ÖMK Taslağında Milli Eğitim Akademisi’ne detaylı şekilde yer verildiğini ifade etmiştik. Burada önemli olan husus akademinin öğretmen yetiştirme sürecinin parçası değil, öğretmenlerimizin adaylık sürecinin karşılığı olarak değerlendirilmesidir. Öğretmenlerimizin yetiştirildiği yerler eğitim fakülteleridir. Bu fakültelerin eksiklerini, öğretmen yetiştirme sürecindeki planlama hatalarını elbette tartışabiliriz ama eğitim fakültelerini iğdiş edecek yaklaşımlardan uzak durmalıyız.

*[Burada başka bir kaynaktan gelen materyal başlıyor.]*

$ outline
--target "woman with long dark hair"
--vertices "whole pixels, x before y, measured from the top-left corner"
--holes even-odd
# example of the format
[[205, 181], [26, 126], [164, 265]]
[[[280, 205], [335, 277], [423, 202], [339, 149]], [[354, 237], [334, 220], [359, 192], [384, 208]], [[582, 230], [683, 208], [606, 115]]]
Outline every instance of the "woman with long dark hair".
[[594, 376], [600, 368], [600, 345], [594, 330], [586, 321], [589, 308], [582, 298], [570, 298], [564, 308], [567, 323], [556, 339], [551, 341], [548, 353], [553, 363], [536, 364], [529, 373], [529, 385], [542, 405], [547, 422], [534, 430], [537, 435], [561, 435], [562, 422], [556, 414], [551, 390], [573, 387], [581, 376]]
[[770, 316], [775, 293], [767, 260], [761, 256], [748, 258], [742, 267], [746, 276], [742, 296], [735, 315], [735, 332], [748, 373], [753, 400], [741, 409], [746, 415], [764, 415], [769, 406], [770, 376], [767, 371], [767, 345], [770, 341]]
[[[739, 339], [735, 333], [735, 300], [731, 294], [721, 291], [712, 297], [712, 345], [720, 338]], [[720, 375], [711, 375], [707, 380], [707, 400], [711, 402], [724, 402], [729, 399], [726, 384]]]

Akademide eğitim alacak öğretmenlere verilecek ücret belirlenirken, 30.000 gösterge rakamı memur aylık katsayısıyla çarpılarak hesaplanacaktır. Bu da tahmini olarak 23 bin TL’ye denk gelmektedir. Bu, öğretmenlerimizin geçinmesi için mümkün olmayan bir rakamdır. Akademide eğitim alan tüm öğretmenler ücretler yönüyle meslektaşları ile aynı haklara sahip olmalıdır. Ayrıca eğitim süresinin de uzun tutulmaması da gerekmektedir.

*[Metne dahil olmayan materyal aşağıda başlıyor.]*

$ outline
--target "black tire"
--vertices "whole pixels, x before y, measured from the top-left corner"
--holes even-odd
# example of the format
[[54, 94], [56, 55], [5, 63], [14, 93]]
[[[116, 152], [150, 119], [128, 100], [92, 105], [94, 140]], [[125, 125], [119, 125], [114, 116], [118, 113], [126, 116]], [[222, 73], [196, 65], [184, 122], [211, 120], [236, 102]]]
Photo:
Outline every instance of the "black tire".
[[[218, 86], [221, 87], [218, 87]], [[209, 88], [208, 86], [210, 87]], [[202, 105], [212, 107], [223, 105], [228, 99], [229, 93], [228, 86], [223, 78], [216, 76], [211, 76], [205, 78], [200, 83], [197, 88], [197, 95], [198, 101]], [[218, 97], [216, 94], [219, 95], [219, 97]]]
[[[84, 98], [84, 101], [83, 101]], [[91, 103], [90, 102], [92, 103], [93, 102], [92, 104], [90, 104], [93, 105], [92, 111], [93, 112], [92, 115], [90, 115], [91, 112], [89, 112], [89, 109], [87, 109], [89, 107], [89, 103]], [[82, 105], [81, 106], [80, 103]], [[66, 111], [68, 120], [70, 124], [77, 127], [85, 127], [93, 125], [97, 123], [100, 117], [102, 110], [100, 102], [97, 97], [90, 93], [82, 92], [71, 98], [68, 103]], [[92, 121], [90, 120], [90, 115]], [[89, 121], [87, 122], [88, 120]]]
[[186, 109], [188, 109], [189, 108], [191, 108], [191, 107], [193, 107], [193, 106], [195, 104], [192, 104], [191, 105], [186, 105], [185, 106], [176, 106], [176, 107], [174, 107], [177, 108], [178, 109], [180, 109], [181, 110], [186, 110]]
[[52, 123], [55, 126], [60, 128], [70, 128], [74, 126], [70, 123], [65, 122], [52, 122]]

“ÖĞRETMEN AÇIĞININ YANI SIRA DERSLİK AÇIĞININ DA ÇÖZÜLMELİ”
Derslik başına düşen öğrenci sayısı 2022-2023 istatistiklerine göre ilkokul ve ortaokulda 23, ortaöğretimde 22 olduğunu ifade eden Geylan şu açıklamalarda bulunarak sözlerini sonlandırdı: “Bu rakam ilkokul ve ortaokulda İstanbul ve Diyarbakır’da 29, Tekirdağ’da 28, Bursa, Adana ve Mersin’de 27, Gaziantep’te 30, Şanlıurfa’da 31’dir. Yine ortaöğretimde derslik başına düşen öğrenci sayısı İstanbul, Kahramanmaraş ve Kayseri’de 24, Osmaniye ve Van’da 25, Ağrı ve Kilis’te 26, Hatay, Hakkari ve Şanlıurfa’da 27, Diyarbakır’da 28’dir. Öğretmen açığının yanı sıra derslik açığının da çözülmesi, sınıfların mevcudunun düşürülmesi öğretmenlerin sağlıklı ders işlemesi, eğitim-öğretimin kesintisiz yürütülmesi bakımından büyük önem sarf etmektedir. Bu hususta atıl alanların derslik olarak tahsisi de bir seçenektir.

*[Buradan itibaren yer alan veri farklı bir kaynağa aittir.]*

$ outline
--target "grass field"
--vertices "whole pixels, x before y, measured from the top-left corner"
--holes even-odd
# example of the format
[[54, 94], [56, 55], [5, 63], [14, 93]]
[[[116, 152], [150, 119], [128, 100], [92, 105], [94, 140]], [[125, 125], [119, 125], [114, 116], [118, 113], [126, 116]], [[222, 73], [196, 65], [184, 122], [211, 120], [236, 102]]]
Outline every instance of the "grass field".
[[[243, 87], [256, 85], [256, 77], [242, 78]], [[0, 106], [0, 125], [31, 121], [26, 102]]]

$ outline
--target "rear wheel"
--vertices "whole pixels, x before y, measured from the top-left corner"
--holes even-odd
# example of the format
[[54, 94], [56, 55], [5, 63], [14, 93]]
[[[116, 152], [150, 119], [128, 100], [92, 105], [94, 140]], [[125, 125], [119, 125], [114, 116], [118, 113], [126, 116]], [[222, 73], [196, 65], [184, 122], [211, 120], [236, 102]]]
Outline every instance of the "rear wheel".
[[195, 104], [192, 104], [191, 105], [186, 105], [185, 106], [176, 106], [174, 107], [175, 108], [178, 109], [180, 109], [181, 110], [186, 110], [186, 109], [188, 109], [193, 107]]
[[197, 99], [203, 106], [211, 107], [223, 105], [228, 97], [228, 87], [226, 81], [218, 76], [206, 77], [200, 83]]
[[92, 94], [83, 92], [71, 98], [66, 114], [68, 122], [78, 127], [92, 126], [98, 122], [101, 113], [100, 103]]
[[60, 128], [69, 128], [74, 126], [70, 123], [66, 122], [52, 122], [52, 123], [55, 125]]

Yeni eğitim-öğretim yılında okulların hijyen bakımından hiçbir eksiğinin olmaması için yardımcı personel ihtiyacı karşılanmalıdır. Bu noktada okullara hizmetli alımı kadrolu olarak yapılmalı, yetersiz kalındığı noktada İş-Kur üzerinden personel temini yapılmalıdır. Ayrıca İş-Kur üzerinden personel temini okulların açılmasına kısa bir süre kala değil, en geç Ağustos ayında gerçekleştirilmelidir. Okulların temizlik malzemelerinden, materyal eksikliğine kadar tüm ihtiyaçları giderilmeli ve okullar eğitim-öğretime hazır hale getirilmelidir.”